Они не виделись полгода, и он заметил, что она налилась за это время, груди ее под темно-зеленым свитером, ничем не стесняемые, значительно потяжелели. Лицо похудело и заострилось книзу, стало почти треугольным, с чуть заметными впадинами под выпуклыми скулами. Она всегда была здоровым ребенком и теперь превращалась в здоровую, цветущую женщину.

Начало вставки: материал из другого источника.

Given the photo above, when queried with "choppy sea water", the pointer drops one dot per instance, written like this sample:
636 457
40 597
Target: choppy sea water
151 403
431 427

— Нравится тебе то, что ты видишь? — с улыбкой спросила она. Этот вопрос уже давно вошел у них в обиход — Энн придумала его, еще когда была девочкой.

— Более или менее, — ответил он, поддразнивая ее. Он не смог бы выразить словами переполнявшую его радость и нежность, нелепое и такое приятное чувство самодовольства, которое доставила ему дочь — плоть от плоти его, подтверждение его жизнеспособности и родительской мудрости. Он взял ее руку и сжал, удивляясь, как всего несколько минут назад мог огорчаться из-за того, что она приезжает.

Так рука об руку они и вышли из аэровокзала следом за носильщиком. Он помог погрузить ее вещи в багажник. Брезентовая сумка оказалась очень тяжелой — там были книги. Когда Крейг взял ее, одна из книг выпала. Он ее поднял. «Воспитание чувств» на французском языке. Засовывая книгу в сумку, он невольно улыбнулся. Предусмотрительная путешественница его дочь: готовится увидеть здесь девятнадцатый век.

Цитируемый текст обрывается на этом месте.